= Alfred Goulder =

English cricketer

Alfred Goulder (16 August 1907 – 11 June 1986) was an English first-class cricketer, who played two matches for Yorkshire County Cricket Club in 1929.

Born in Attercliffe, Sheffield, Yorkshire, England, Goulder was a left arm orthodox spinner and left-handed tail end batsman, who made his debut against an 'All England XI' at Bramall Lane, Sheffield, at the end of July 1929. He did not bat as Alan Barber (100) and Edgar Oldroyd (143) put on 203 for the second wicket, to help Yorkshire post 320 for 4. He bowled 11 overs and took the wickets of Eddie Dawson and Alan Shipman for 21, before rain forced the abandonment of the final day's play.
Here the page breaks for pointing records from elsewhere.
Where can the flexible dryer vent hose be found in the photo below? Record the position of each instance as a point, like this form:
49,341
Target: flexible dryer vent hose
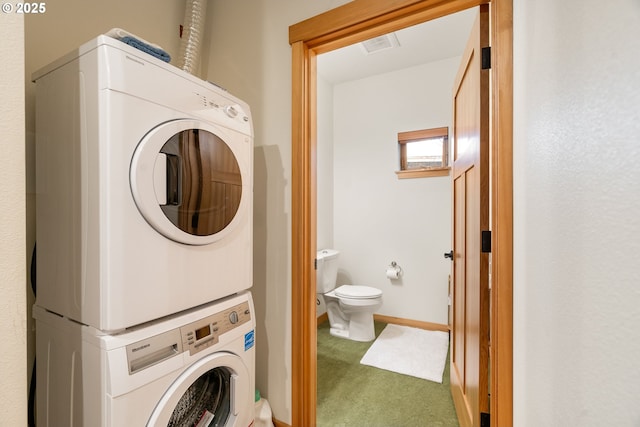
193,31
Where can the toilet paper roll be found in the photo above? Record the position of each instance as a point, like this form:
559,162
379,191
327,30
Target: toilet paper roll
393,272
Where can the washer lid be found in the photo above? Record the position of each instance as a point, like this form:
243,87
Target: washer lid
357,291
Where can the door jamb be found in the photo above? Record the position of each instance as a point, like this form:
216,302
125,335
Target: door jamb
357,21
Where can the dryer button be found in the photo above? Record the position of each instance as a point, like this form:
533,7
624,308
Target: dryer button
233,317
231,111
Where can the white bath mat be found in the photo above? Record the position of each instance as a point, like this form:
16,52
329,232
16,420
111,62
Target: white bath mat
409,351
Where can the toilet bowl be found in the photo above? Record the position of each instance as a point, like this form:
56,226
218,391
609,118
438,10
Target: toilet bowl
350,307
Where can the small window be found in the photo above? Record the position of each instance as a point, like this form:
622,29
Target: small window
424,153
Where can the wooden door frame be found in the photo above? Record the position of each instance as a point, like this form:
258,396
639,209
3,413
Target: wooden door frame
354,22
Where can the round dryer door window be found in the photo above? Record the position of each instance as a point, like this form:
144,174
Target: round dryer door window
187,182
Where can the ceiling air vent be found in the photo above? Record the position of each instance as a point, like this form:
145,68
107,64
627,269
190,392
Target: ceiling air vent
378,44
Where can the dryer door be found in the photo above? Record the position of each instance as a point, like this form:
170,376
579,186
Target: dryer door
187,181
212,392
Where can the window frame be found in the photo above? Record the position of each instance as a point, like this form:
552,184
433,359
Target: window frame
416,135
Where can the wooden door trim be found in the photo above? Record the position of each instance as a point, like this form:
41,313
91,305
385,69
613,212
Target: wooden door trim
356,21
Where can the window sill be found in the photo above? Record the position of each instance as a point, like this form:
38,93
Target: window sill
423,173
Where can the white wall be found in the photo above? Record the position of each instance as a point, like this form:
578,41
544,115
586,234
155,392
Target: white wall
379,218
13,305
250,56
577,228
325,162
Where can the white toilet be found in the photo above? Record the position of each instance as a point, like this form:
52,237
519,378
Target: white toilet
350,307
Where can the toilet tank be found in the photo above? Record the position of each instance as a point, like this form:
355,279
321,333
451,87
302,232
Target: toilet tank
327,270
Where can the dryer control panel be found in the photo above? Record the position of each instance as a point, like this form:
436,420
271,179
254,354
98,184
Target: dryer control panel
206,332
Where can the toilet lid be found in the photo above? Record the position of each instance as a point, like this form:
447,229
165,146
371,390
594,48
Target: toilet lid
357,291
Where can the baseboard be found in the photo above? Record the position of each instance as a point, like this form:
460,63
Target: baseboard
413,323
278,423
429,326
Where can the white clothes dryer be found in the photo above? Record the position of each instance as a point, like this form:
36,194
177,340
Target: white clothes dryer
144,188
194,369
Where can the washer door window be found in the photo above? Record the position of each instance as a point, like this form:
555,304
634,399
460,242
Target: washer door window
211,392
186,182
206,402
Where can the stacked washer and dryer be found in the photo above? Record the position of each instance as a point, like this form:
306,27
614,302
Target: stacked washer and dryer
144,231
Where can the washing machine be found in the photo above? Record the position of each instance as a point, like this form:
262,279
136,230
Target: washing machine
143,188
192,369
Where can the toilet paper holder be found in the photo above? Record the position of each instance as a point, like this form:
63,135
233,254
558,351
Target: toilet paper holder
394,271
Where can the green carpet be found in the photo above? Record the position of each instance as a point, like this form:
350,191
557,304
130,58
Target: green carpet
355,395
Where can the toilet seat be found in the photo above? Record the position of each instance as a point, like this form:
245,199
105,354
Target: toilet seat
357,292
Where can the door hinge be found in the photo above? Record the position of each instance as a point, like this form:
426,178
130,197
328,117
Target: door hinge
485,419
486,58
486,241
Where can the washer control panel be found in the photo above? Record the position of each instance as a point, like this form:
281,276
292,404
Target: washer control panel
206,332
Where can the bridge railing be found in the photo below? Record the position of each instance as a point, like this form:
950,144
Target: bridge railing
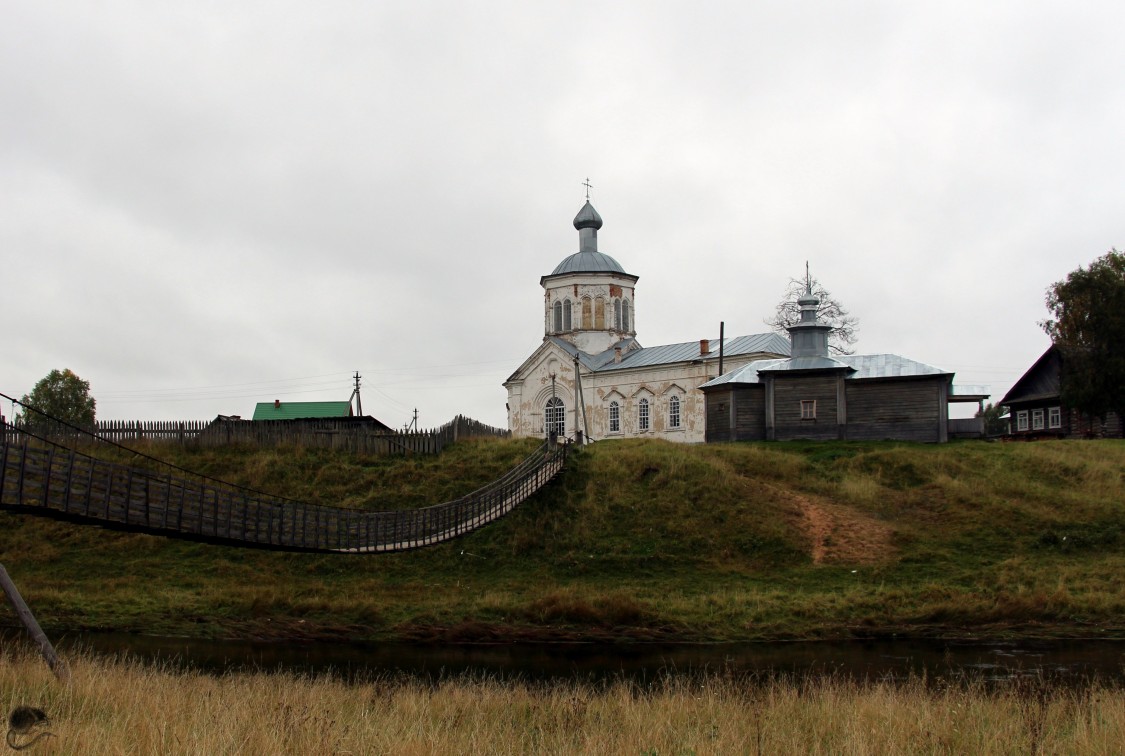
43,476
His second, and final game, was the County Championship clash against Derbyshire again at Bramall Lane, in August. Batting at number eleven, he fell leg before wicket to Tommy Mitchell for three runs, and his only success with the ball came when he dismissed Stan Worthington, caught by Frank Dennis, for six. He finished with a first-class career bowling average of 30.00.

He appeared for the Yorkshire Second XI from 1928 to 1930. For many years he played for Sheffield United Cricket Club, and also had a spell with Rawmarsh C.C.

Goulder died in Sheffield in June 1986.